Her Soulful Highness

“Thank you for sixty years of support,” reads a white placard heading each table at Soul Queen, an all-you-can-eat soul food restaurant located at the intersection of 90th Street and Stony Island Ave. in the neighborhood of Calumet Heights. Soul Queen moved to its current location in 1975 and it seems that little has changed since then. The paint on Soul Queen’s hand-painted sign is chipped and faded. It reads “Soul food for all souls” and depicts the Soul Queen’s majestic profile, overlain with a calligraphic “S. Q.” Many of the light bulbs trimming parts of the sign are burned out or missing.

Inside, Naugahyde upholstery in maroon, cream, and glittery silver date Soul Queen several decades in the past. Just inside the entrance hangs a faded portrait of Helen Anglin, the Soul Queen herself, decked in fine clothing.
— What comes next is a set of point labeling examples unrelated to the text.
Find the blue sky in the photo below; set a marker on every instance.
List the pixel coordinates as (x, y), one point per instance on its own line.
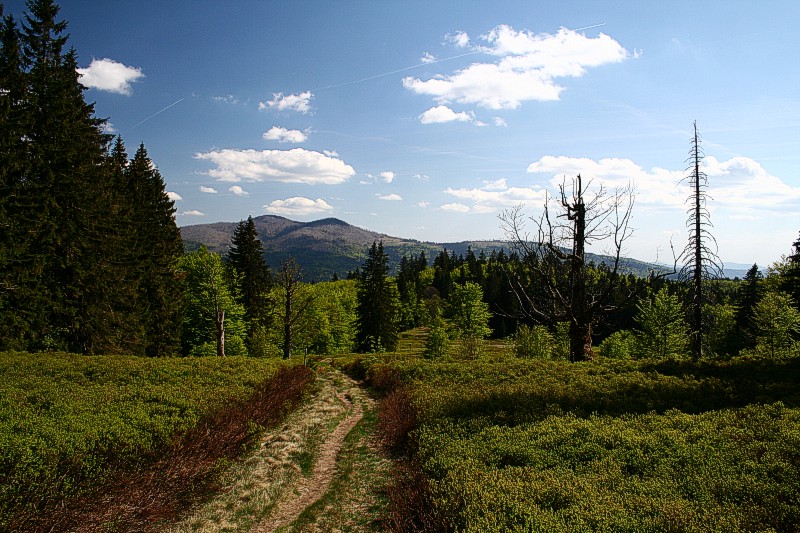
(426, 120)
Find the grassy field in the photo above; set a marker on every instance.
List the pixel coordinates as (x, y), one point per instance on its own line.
(72, 424)
(502, 444)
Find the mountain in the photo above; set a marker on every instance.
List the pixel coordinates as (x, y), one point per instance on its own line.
(331, 246)
(322, 247)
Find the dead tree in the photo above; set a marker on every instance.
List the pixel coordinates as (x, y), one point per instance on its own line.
(557, 259)
(700, 260)
(295, 300)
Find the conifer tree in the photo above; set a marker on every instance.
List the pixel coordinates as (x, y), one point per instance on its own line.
(378, 304)
(246, 258)
(158, 247)
(701, 261)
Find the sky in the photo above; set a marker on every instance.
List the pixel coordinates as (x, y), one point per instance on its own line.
(428, 119)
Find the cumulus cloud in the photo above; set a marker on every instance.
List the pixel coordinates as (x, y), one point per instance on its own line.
(109, 75)
(442, 113)
(496, 195)
(427, 58)
(391, 197)
(285, 166)
(290, 102)
(525, 69)
(297, 206)
(458, 208)
(459, 39)
(282, 135)
(739, 184)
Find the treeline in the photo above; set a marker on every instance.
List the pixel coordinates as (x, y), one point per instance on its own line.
(88, 240)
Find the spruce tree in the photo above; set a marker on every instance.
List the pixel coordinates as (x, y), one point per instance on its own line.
(252, 275)
(158, 247)
(378, 304)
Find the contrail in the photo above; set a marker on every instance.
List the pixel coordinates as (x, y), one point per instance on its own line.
(159, 112)
(590, 27)
(396, 71)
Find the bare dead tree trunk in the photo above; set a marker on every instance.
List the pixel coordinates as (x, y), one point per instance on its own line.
(560, 248)
(220, 323)
(701, 261)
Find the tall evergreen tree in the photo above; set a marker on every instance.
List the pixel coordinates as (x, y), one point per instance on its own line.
(158, 247)
(378, 304)
(701, 261)
(246, 258)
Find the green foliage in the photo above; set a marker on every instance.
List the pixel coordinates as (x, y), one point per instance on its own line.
(468, 312)
(377, 311)
(88, 239)
(66, 421)
(534, 342)
(776, 323)
(609, 445)
(437, 344)
(663, 329)
(720, 335)
(619, 345)
(207, 295)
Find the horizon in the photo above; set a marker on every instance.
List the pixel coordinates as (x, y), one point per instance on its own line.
(426, 121)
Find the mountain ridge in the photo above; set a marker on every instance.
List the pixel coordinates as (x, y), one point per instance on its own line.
(330, 247)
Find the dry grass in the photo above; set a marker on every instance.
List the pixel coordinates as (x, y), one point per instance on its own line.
(257, 486)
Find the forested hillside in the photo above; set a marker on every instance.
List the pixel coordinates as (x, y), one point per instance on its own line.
(88, 240)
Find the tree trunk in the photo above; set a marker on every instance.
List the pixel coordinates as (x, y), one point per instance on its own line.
(580, 328)
(287, 326)
(221, 333)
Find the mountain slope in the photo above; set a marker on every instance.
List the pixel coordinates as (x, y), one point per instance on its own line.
(331, 246)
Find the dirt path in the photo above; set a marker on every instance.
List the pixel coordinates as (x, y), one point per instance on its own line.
(296, 465)
(311, 489)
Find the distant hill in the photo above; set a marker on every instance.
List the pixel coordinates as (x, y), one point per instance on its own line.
(331, 246)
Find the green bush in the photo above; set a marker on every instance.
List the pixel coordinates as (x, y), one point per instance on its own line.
(67, 422)
(533, 342)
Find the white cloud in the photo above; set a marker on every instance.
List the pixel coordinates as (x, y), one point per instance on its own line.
(391, 197)
(285, 166)
(458, 208)
(459, 39)
(442, 113)
(297, 206)
(282, 135)
(739, 184)
(109, 75)
(525, 69)
(495, 185)
(290, 102)
(497, 195)
(227, 99)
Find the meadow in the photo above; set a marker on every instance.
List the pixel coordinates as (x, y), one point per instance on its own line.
(506, 444)
(73, 427)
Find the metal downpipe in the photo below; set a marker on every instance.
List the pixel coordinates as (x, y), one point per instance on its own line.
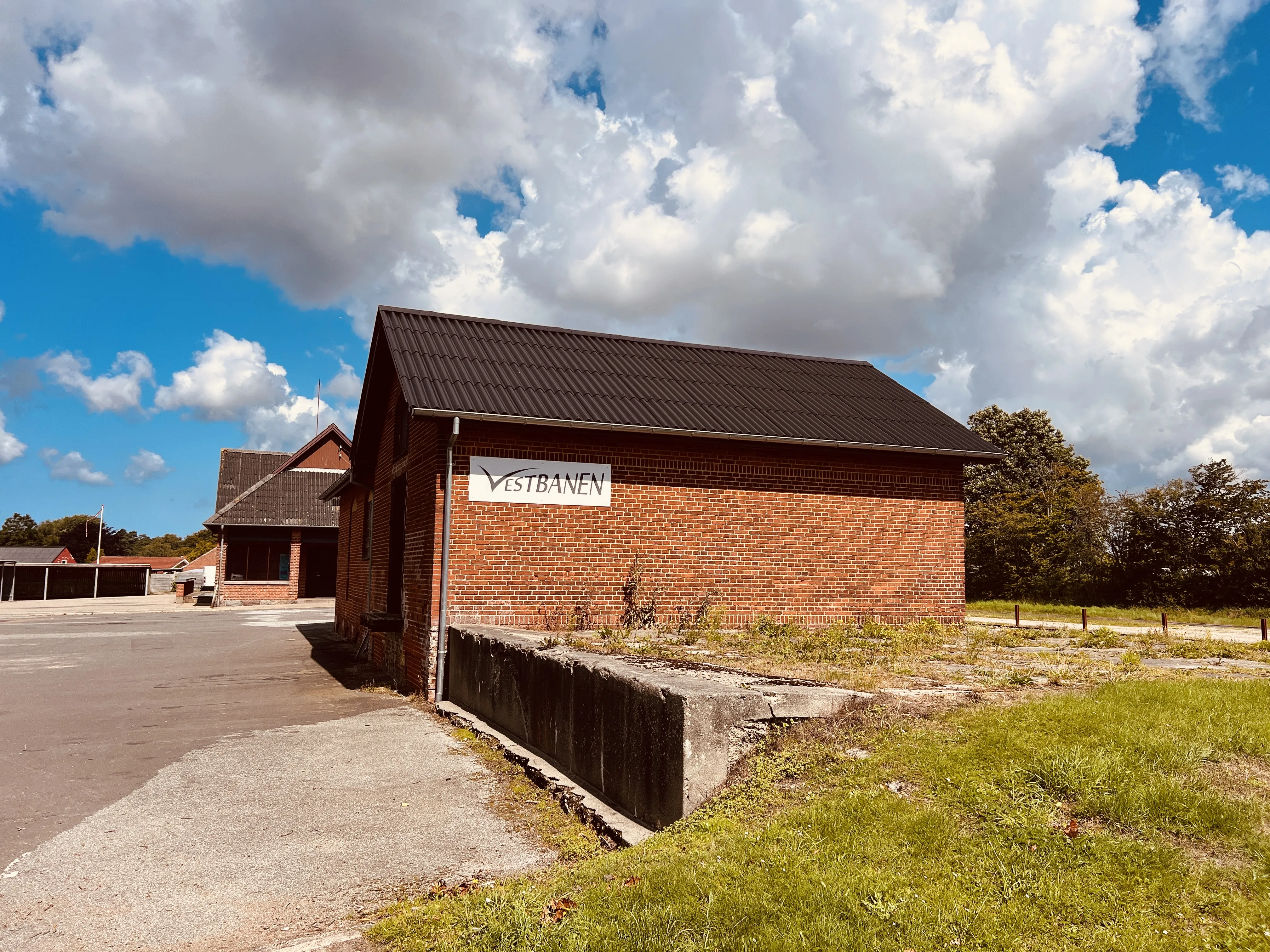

In the next room, a massive buffet holds staples of soul food: fried chicken, fried chicken with gravy, fried catfish, macaroni and cheese. Sweet potatoes and collard greens provide some vitamins and keep a diner’s blood pressure held in delicate balance. For dessert, peach cobbler and sweet potato pie. On a Friday evening, Soul Queen’s massive dining area is sparsely populated and deathly quiet. Through the silence I can hear a man at the table next to me commenting on the food. He is nonplussed. He is “disappointed”; the food is “tasteless.” Luckily, for situations such as this, each table comes equipped with a giant bottle of hot sauce. The man liberally douses his chicken and digs in.

Photographs hung on the walls suggest that Soul Queen once saw more prosperous days. Once a hub of community activism, Soul Queen attracted a great deal of celebrity traffic. Faded and coated with shellac, the photos depict Helen Anglin posing with many high profile guests, including Nelson Mandela, Martin Luther King Jr., Muhammad Ali, Jesse Jackson, Bill Clinton, and Mr. T. Newspaper clippings from the Chicago Sun Times and the Chicago Tribune are framed and hung on the walls. They date up until the 1990s and sing praises of Soul Queen. In the dim light of today’s Soul Queen, they are difficult to read.